July 9th, 2007

  • pgdf

Back in the saddle again!

Friends--I'm returned from Readercon and trying to catch up on a million things. But rest assured that all four members of the mighty Inferior 4 + 1 met, and discussed many exciting new ventures, such as a list of potential guest-bloggers, overlooked Sixties Novels, and commentaries on the general madness of mankind.

Keep watching this space.

Main duties fall to the Two Pauls for a few weeks, however, as Liz and Lucius are off traveling.

Let us begin!

Readercon is a success due mainly to the heroic efforts of the organizers. One such is the tireless David Shaw, who has been following the thread about very-low-budget films. He chimes in now with some great titles:

Here's a list of other films we missed, listed as Title (Director) Cost:

Clerks (Kevin Smith) $28K
Return of the Secaucus Seven (John Sayles) $40K
Stranger Than Paradise (Jim Jarmusch) $25K (donated by Paul Bartel, who had just sold Death Race 2000!)
She's Gotta Have It (Spike Lee) $175K
Eraserhead (David Lynch) Lynch won't name a figure, but he built all the sets and props himself
Chan Is Missing (Wayne Wang) $20K

Not as well-known (but seen on the festival circuit):
Laws of Gravity (Nick Gomez) $38K
The Living End (Greg Araki) $23K
Following (Christopher Nolan) $12K (the movie before Memento)
Clean, Shaven (Lodge Kerrigan)$60K
Grief (Richard Glatzer) $40K
Blood, Guts, Bullets, and Octane (Joe Carnahan) $7K

I'm sure there are more.

-- David Shaw (mrbelm on LJ)

By the way: Charles Brown (celebrating his 70th birthday at the con with a swinging party!) mentioned that our RSS feed seems to strip off essential bits--such as who wrote which post! So until we get that fixed, we're signing each post.

Paul DiFi, over and out!


Just back from a full weekend of panel discussions, convivial conversations, and Irish car bombs.  Inferior 4 member Lucius Shepard, as one of two Readercon guests of honor (the other being Karen Joy Fowler), figured prominently in all of the above.  I had the pleasure of being on a panel devoted to the Shepard ouevre, with Michael Swanwick, Graham Sleight, and moderator John Langan.  All perspicacious critics but none of whom could say, like Yours Truly, that a character bearing his name had appeared in a Shepard story . . . and suffered a punch in the eye for his trouble.  A special Inferior No-Prize to anyone who can name that story!
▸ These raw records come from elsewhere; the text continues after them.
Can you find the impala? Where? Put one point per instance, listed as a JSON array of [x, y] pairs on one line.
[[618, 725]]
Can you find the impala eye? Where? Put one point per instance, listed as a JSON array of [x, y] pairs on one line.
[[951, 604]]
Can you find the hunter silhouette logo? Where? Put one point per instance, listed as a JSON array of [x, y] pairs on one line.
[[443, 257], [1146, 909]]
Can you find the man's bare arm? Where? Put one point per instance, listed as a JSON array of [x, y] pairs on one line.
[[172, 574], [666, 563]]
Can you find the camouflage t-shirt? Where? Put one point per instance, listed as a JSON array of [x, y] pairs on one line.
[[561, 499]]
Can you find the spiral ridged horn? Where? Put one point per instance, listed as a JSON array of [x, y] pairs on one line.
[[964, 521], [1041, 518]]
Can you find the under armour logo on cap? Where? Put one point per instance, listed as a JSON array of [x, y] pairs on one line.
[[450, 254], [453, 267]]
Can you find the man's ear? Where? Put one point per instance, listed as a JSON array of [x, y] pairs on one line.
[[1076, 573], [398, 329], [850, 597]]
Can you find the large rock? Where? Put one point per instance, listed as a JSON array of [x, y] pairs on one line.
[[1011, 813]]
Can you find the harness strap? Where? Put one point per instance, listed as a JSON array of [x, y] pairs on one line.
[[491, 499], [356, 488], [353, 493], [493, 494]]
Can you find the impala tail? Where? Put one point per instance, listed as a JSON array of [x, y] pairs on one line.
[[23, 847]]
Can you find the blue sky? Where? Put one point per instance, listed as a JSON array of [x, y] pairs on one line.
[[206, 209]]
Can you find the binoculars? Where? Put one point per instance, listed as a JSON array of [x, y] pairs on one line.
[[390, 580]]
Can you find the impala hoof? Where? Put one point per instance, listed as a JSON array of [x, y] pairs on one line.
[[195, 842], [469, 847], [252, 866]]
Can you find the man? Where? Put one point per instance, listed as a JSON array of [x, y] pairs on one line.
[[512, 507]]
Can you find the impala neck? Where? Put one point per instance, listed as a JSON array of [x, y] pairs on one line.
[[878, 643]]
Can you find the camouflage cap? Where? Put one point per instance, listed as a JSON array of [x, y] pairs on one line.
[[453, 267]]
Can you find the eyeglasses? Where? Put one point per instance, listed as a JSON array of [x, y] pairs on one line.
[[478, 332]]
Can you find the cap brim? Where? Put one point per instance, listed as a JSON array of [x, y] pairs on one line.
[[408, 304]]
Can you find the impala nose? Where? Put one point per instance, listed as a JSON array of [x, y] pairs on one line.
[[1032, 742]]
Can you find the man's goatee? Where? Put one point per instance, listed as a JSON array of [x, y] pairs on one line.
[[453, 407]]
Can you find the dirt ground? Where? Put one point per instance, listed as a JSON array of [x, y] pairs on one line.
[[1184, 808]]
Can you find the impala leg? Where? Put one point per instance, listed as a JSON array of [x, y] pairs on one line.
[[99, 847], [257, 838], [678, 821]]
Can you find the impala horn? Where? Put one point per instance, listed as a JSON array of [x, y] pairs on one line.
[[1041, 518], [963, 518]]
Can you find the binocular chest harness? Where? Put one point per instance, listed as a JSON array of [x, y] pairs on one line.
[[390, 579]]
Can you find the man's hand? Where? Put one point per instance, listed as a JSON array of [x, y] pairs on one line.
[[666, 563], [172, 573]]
One of the things we agreed on about Lucius's work was how, whether it's ostensibly science fiction or fantasy, it all seems set in a coherent universe -- a universe determined less by any conventional world-building than by a kind of stringent moral vision . . .  Is it coincidence that, in a certain light, or perhaps shadow, Lucius resembles Dostoevsky?